The celebrity du moment was Andres Serrano whose Piss Christ, a large-scale photograph of a crucifix immersed in urine, sent various members of the religious right and United States Congress into an absolute tizzy in 1989 and remains the paradigm of blasphemy and artistic chutzpah to the present.
The challenge was to shock. The results were anything but shocking.
Let’s get past the issues of winners and losers right away. The ante was upped for the eleven still standing: the challenge would take out two artists this time. Abdi won with his black men as bombs. Nao and John made their farewells.
The work was generally bad. Why? Because the purpose of the art was to shock and shock in and of itself is not a meaningful artistic value.
I was reminded of the late Patrick Sky’s album, Songs That Made America Famous. (Click the link for “Fight for Liberation.”)
In Patrick’s words, there was something there to offend everyone and on the back of the album he gives “A Word of Thanks” to, among others, “to the Pope, the Capitalists, the Revolutionaries, Women Libbers, Ethnic Minorities, the Good Guys, Freaks, Junkies, the Bad Guys and all the other people who made this fucked-up record possible.”

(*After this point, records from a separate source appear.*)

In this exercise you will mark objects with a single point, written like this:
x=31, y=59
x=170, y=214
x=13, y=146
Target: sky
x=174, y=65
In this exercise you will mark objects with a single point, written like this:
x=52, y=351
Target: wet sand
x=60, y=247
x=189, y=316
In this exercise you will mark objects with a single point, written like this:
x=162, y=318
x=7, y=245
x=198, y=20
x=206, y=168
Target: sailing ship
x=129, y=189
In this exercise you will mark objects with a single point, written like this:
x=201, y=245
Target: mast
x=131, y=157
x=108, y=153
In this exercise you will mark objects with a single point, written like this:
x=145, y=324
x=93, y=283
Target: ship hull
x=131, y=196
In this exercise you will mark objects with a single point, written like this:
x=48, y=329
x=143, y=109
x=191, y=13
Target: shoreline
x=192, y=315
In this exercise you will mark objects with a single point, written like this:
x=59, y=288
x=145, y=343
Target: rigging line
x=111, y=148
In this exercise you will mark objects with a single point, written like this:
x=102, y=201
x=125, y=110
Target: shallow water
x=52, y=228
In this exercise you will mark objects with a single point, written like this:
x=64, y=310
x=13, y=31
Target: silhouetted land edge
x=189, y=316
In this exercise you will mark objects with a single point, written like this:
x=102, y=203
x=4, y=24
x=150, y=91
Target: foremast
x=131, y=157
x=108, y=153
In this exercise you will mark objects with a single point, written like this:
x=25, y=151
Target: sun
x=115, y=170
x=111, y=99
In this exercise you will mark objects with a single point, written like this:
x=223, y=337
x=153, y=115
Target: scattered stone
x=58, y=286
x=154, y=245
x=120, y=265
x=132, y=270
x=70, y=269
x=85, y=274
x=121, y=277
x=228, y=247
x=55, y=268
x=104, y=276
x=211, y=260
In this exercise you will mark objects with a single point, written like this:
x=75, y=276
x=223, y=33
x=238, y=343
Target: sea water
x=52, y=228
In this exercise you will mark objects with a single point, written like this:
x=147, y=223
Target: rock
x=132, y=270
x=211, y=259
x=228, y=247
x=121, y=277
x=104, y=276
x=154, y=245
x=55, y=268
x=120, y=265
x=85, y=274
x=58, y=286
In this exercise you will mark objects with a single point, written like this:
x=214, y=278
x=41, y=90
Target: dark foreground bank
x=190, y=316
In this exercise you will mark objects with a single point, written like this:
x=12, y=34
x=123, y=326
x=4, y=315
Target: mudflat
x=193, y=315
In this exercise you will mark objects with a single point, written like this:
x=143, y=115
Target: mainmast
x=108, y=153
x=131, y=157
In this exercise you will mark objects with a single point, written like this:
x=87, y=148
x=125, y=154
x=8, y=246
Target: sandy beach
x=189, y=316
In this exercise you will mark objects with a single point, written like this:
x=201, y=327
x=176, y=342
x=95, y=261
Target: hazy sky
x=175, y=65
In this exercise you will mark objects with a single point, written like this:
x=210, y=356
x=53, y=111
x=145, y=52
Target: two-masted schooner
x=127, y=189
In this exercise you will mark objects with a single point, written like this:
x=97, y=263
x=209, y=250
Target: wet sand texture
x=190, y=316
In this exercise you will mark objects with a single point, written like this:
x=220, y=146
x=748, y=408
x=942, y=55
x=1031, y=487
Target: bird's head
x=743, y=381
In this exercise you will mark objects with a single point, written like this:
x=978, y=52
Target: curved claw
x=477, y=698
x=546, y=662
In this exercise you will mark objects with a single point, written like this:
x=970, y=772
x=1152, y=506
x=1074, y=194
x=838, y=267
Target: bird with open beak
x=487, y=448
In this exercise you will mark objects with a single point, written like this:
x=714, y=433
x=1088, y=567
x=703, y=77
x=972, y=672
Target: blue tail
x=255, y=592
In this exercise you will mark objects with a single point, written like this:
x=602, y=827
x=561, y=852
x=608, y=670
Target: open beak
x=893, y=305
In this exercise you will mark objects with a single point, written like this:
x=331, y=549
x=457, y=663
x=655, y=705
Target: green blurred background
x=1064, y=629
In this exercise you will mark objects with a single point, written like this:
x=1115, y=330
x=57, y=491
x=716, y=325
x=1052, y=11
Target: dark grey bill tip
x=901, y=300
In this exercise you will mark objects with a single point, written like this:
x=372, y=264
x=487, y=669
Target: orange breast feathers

Most of us in the artsy-folksy community in Boston in the sixties and early seventies thought the album was funny as hell—and most of us couldn’t listen to it through without cringing at least once.
Sexuality dominated the works produced for this challenge: autofellatio and erotic asphyxiation, pedophilia, boobs, buttholes, and penises aplenty. Miles and Simon de Pury bonded over reminiscences about their first erections. Miles found a scene in Disney’s The Little Mermaid stimulating; Simon got turned on by a Renoir nude.
In the end though, the only person who seemed genuinely shocked was China Chow, in a little dress with a skirt that resembled an umbrella, who exclaimed “that is my dress and that is my collar” when she looked at Peregrine’s comment on contemporary fashion, “Herpes for Chanel.”
In the late nineteenth century, the avant-garde were inspired by the poet Charles Baudelaire’s putative cry to épater les bourgeois, to shock and upset the comfortable assumptions of the middle class. A growing sense that modern art should disorient, dismay and disturb, shifted art from its role as an expression of shared values to an outcry against the status quo.
This very notion of shock, however, has become the status quo for contemporary art. Scatological language, violence and pornographic sexuality, and the emperor seen in his full and glorious nakedness just aren’t shocking any more. Distasteful, possibly; puerile, certainly; boring, absolutely.